O centro de controle da missão, montado nos fundos da sua casa em São Paulo, possuía duas antenas e dois receptores que deveriam desempenhar o papel de radiolocalizadores. Dois colegas, em pontos distantes e diferentes, fizeram parte da triangulação e rastreamento.

O gigante e estranho balão foi lançado com sucesso e lentamente começou a ganhar altitude. Conforme subia e o ar se resfriava, fazia variar a freqüência do transmissor, de modo que era possível determinar a altitude do artefato. Nos 30 minutos iniciais tudo parecia bem e o balão ainda podia ser visto com binóculos e seus sinais captados. Quatro bipes foram detectados, indicando que o sistema que batia as fotos já havia feito quatro delas. "Foi uma maravilha. Tinha levado mais de seis meses para fazer aquele projeto. Era o máximo ver aquele negócio colorido subir e enviar sinais", conta Leite.

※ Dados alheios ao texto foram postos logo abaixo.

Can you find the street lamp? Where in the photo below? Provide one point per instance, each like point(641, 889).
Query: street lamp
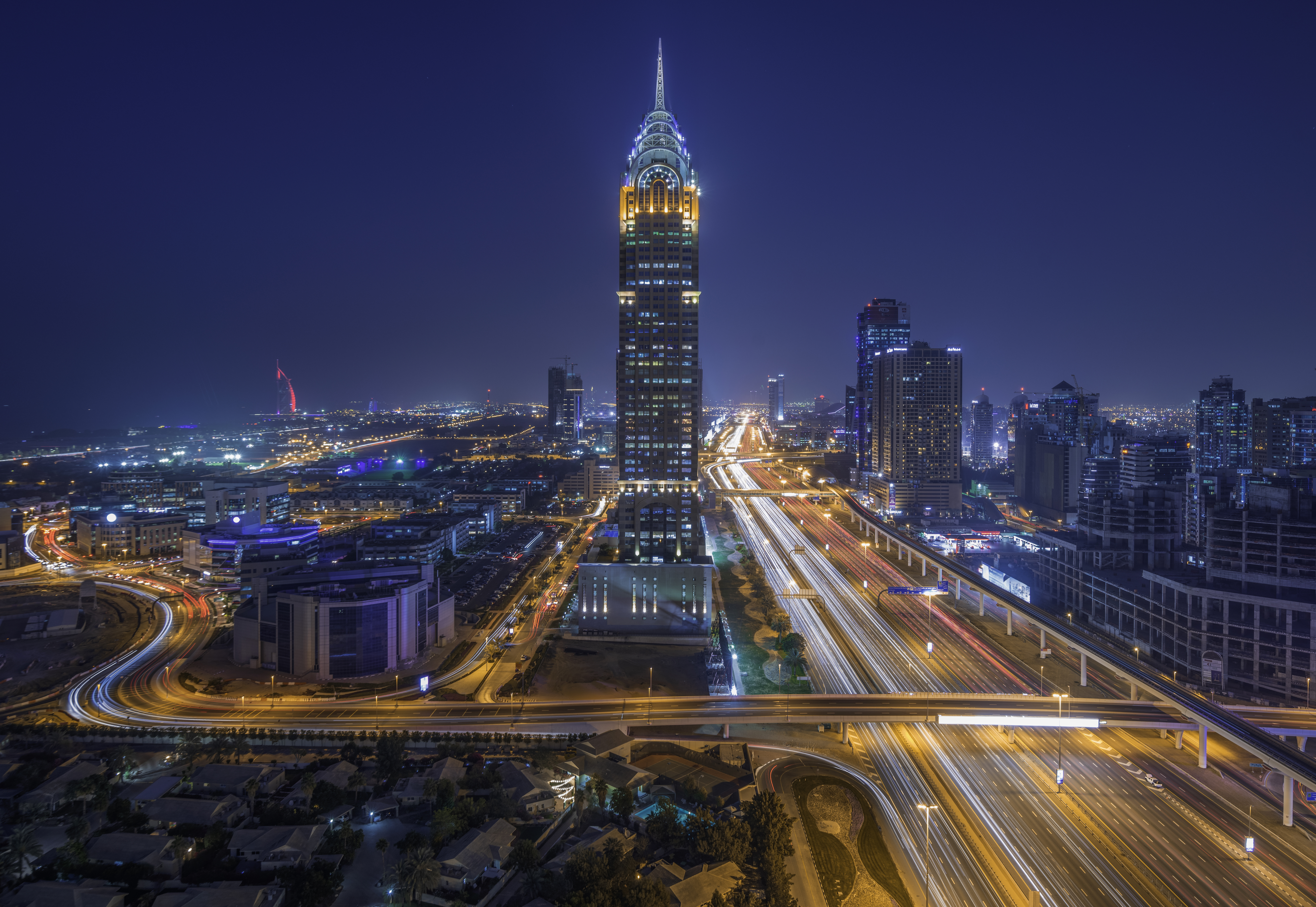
point(1060, 732)
point(927, 835)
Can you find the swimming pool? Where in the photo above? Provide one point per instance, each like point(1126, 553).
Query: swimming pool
point(653, 807)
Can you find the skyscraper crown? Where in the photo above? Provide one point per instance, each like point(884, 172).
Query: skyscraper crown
point(660, 149)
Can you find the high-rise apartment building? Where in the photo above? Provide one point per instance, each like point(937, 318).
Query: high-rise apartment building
point(567, 401)
point(882, 326)
point(1284, 432)
point(852, 441)
point(918, 428)
point(1223, 427)
point(1156, 460)
point(981, 434)
point(659, 367)
point(777, 398)
point(557, 390)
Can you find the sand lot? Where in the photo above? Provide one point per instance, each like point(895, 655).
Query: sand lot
point(53, 660)
point(606, 671)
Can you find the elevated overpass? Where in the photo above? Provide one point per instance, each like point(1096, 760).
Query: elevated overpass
point(1210, 718)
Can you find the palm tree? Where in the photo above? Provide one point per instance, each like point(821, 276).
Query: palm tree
point(218, 747)
point(356, 781)
point(123, 760)
point(82, 789)
point(251, 788)
point(794, 661)
point(309, 786)
point(24, 848)
point(416, 873)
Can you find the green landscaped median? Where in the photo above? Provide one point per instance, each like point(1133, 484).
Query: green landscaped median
point(839, 825)
point(744, 626)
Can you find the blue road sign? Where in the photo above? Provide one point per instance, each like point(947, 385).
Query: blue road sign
point(919, 590)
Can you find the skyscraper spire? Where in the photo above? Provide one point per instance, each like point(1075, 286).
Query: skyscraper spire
point(659, 102)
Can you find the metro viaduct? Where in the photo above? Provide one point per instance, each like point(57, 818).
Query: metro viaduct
point(1209, 718)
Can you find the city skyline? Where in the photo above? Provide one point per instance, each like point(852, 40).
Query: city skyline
point(152, 209)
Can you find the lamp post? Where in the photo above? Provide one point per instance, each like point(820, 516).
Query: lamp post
point(927, 837)
point(930, 625)
point(1060, 736)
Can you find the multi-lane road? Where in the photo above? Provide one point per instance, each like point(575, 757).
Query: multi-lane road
point(1002, 830)
point(1114, 837)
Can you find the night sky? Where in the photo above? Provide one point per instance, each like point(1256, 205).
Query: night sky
point(405, 205)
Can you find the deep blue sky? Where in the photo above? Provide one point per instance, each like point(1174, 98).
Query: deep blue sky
point(415, 206)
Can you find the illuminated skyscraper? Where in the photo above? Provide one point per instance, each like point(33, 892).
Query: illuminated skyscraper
point(659, 367)
point(981, 454)
point(777, 398)
point(1223, 427)
point(567, 402)
point(916, 430)
point(884, 324)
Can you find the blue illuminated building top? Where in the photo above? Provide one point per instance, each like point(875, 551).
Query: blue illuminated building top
point(660, 148)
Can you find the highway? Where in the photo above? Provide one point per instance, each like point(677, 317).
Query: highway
point(1118, 825)
point(989, 848)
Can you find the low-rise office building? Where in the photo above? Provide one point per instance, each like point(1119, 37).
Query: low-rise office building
point(511, 501)
point(655, 600)
point(1240, 623)
point(594, 481)
point(224, 501)
point(243, 548)
point(343, 621)
point(119, 535)
point(418, 539)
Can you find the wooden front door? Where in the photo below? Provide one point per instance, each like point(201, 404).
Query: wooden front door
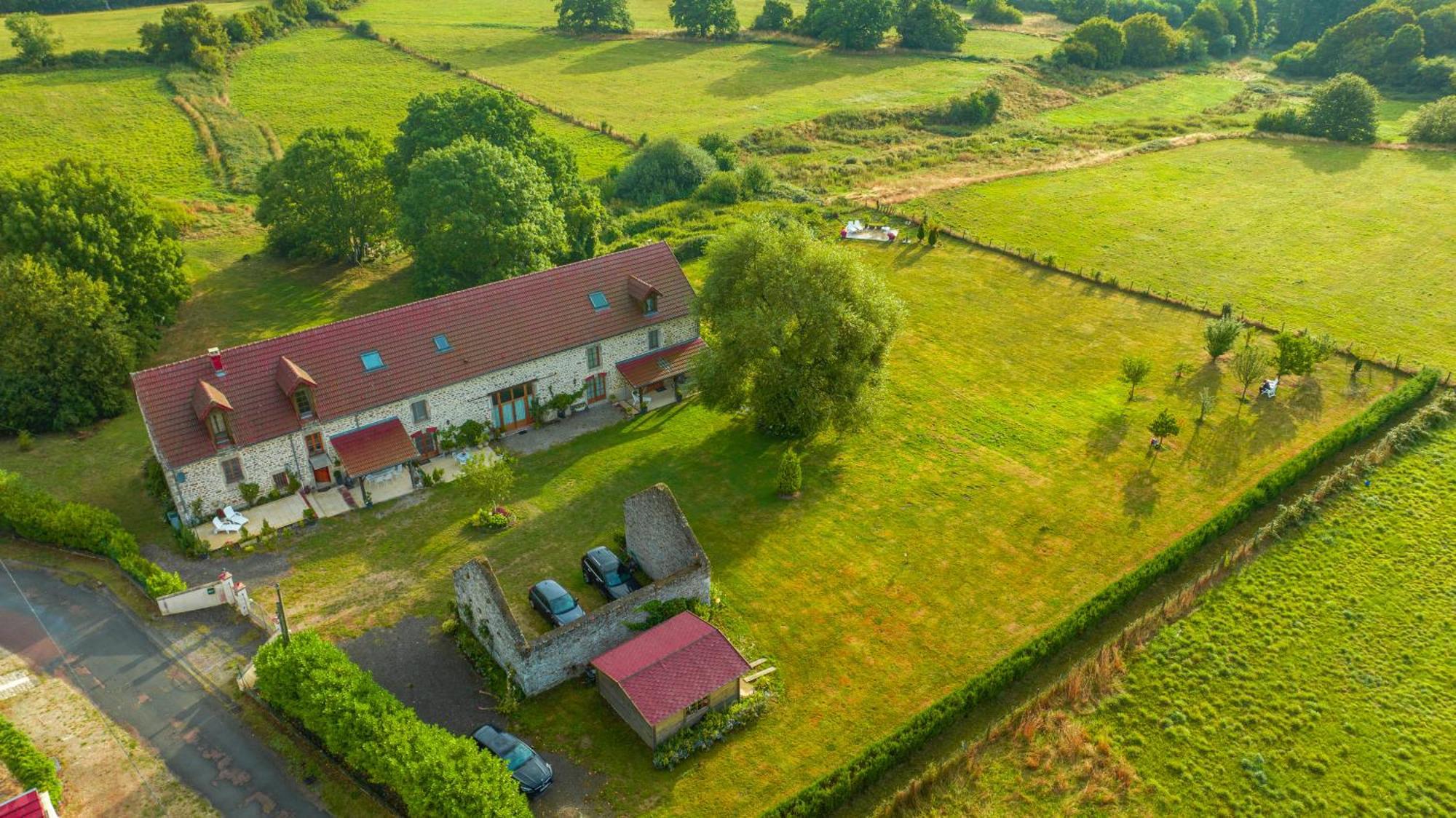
point(513, 407)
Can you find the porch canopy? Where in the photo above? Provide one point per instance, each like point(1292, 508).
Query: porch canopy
point(375, 448)
point(660, 365)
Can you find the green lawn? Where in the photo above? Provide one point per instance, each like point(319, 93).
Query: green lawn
point(108, 30)
point(1005, 483)
point(327, 78)
point(1320, 680)
point(665, 87)
point(124, 117)
point(1348, 241)
point(1171, 98)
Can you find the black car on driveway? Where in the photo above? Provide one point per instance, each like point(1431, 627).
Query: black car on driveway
point(531, 771)
point(555, 603)
point(604, 570)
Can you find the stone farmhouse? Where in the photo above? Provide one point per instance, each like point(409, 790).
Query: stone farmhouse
point(369, 395)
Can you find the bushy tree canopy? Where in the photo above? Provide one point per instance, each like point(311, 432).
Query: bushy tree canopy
point(189, 34)
point(474, 213)
point(1436, 122)
point(593, 17)
point(665, 171)
point(33, 37)
point(800, 330)
point(328, 197)
point(703, 18)
point(933, 25)
point(65, 350)
point(85, 218)
point(1343, 110)
point(1151, 41)
point(850, 24)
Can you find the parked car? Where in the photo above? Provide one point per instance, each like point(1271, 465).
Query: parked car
point(528, 768)
point(604, 570)
point(555, 603)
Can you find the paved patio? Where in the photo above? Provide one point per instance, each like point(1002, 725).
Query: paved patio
point(283, 512)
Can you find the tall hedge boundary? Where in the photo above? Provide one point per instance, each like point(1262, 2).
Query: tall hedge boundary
point(836, 788)
point(28, 765)
point(36, 516)
point(432, 771)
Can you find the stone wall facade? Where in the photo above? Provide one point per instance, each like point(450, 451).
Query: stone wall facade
point(566, 653)
point(455, 404)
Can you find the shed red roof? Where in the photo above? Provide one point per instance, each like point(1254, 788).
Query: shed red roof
point(672, 666)
point(373, 448)
point(24, 806)
point(486, 328)
point(662, 363)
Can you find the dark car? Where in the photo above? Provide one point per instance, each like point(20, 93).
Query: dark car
point(604, 570)
point(555, 602)
point(531, 771)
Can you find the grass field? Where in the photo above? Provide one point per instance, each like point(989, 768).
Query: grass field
point(327, 78)
point(665, 87)
point(1005, 483)
point(1171, 98)
point(108, 30)
point(104, 114)
point(1353, 242)
point(1320, 680)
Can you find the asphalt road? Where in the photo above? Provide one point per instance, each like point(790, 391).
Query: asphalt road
point(81, 632)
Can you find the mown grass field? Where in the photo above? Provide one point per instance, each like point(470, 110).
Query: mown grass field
point(1005, 483)
point(663, 87)
point(1318, 680)
point(1348, 241)
point(123, 117)
point(110, 30)
point(1171, 98)
point(328, 78)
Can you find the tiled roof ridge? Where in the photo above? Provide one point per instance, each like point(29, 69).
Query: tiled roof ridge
point(408, 305)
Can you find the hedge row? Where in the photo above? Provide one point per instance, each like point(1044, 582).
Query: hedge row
point(36, 516)
point(432, 771)
point(28, 765)
point(855, 777)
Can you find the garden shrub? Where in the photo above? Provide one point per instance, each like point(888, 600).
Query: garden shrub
point(997, 12)
point(836, 788)
point(711, 730)
point(432, 771)
point(665, 171)
point(31, 768)
point(1436, 123)
point(36, 516)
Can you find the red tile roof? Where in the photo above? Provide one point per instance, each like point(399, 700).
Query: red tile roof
point(672, 666)
point(662, 363)
point(373, 448)
point(488, 328)
point(24, 806)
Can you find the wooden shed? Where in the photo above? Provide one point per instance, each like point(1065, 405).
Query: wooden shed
point(670, 676)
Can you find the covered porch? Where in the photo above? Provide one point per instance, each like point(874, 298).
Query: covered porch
point(656, 378)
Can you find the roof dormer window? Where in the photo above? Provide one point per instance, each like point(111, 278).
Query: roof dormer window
point(304, 404)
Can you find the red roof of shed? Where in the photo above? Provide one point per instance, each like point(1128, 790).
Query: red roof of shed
point(672, 666)
point(660, 363)
point(373, 448)
point(486, 328)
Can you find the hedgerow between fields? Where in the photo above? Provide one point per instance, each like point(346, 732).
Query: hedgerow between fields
point(433, 772)
point(36, 516)
point(844, 784)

Mas a alegria durou pouco. Os sinais começaram a variar em intensidade e os dois colegas situados em bairros diferentes já não conseguiam mais captá-los. "Durante mais uns 15 minutos ainda consegui captar os sinais, já que ver o balão era impossível. Depois o radio silenciou e toda operação que tínhamos em mente para recuperar a câmera não foi posta em prática. Perdemos tudo!", lembra.

Além da câmera, o balão levava uma plaqueta informando "Esta máquina pertence a Rogério Leite. Se alguém encontrá-la, favor ligar para xxxxxxxx e será gratificado". "Espero até hoje por esta ligação!", brinca.

Fotos: No topo vemos uma das fotos feitas 25 mil metros acima da cidade finlandesa de Rovaniemi. No momento da foto a câmera apontava para oeste. Ao fundo as montanhas na fronteira sueca. A segunda foto mostra o momento do lançamento do balão. Repare do lado esquerdo outro balão, menor, sendo preparado para ser lançado. As outras duas imagens mostram detalhes da montagem e na última, o centro de controle da missão.